Alumna Steels the Show


3:00 p.m. on a recent Sunday. Alumna Kelly Rae Potter welds one of her metal pieces. Photo provided by Kelly Rae Potter

As a Hockaday student, she imagined a future in architecture. Today, she does not design buildings; rather, she works on the metal pieces that make the structures accessible and attractive.

Kelly Rae Potter ‘07 is a professional blacksmith.

After Hockaday, Potter studied at the University of Colorado and pursued a degree in architecture. She became interested in making jewelry while living in Boulder and after moving back to the Dallas area, she decided to take a jewelry design class at Brookhaven Community College. Eventually, a professor came by to promote his blacksmith class at the college. Potter followed her creative nature, jumped at the opportunity to try something new and enrolled in the course. She left her jewels behind in pursuit of crafting metal.

She met several experienced blacksmiths in the course and decided to continue perfecting the craft.

“I learned by going and finding people in the area [who knew about blacksmithing],” Potter says.

Potter currently works at Smith Designs in Gunter, Texas where she does architectural metal fitting. Using bronze, steel, aluminum and brass, Potter designs and crafts custom doors, stairs and other items. Smith Designs employs over twenty designers who specialize in different areas of their crafts. The company’s work has been featured in Architectural Digest and Houston Home and Garden for their metal fitting work. They have designed work for the homes of many notable celebrities including Mark Cuban and Eva Longoria.

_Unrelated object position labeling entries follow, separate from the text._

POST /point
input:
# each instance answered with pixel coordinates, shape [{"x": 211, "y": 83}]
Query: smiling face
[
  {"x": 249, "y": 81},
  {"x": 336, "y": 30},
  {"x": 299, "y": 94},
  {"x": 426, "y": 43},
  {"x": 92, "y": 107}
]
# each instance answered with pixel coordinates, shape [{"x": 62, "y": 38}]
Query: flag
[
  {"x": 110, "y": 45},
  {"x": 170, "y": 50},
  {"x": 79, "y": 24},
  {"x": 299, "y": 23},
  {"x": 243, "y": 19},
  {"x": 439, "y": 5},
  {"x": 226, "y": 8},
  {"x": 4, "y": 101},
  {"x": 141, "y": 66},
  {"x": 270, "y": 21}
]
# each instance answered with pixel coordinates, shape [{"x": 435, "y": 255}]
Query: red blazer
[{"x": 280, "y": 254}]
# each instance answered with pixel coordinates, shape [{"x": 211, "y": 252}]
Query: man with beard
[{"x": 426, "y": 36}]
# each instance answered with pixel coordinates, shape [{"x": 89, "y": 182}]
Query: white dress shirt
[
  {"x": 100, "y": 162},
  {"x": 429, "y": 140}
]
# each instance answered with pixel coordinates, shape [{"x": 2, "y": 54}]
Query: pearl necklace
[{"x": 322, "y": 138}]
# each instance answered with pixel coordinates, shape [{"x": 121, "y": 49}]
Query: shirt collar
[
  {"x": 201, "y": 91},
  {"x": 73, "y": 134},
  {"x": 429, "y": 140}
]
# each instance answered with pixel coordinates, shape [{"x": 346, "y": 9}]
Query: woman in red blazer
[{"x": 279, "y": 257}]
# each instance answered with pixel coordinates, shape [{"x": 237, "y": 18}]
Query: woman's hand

Potter is generally surrounded by male co-workers on construction sites while designing beautiful metalwork for spaces. She mentions often being viewed by the other workers on the sites as more of a visitor or misplaced individual than an employee. According to American Welder and the American Welding Society, five to six percent of welders are female.

“Someone [might] say, that’s cute using this tool, but no I am actually using this tool,” Potter says.

Despite, rude comments at times from male co-workers, Potter has risen to an elite level in her field. She recently participated in a national silversmithing competition. This competition allowed Potter to explore another creative outlet and focus on the crafting of weapons like knives and swords.

Potter feels that Upper School ceramics teacher Kevin Brady allowed her to push herself to new creative limits in a ceramics class.

“Everybody is creative: some have to learn that they are, some are born more creative than others,” Brady said. “In Kelly’s case, she was über-creative.”

Brady is not surprised by Potter’s ability to excel in a male-dominated field.

“She was a young lady who would take no grief from anybody,” he said. “She was her own person.”

This strong personality has allowed Potter to be resourceful and bold as a female blacksmith.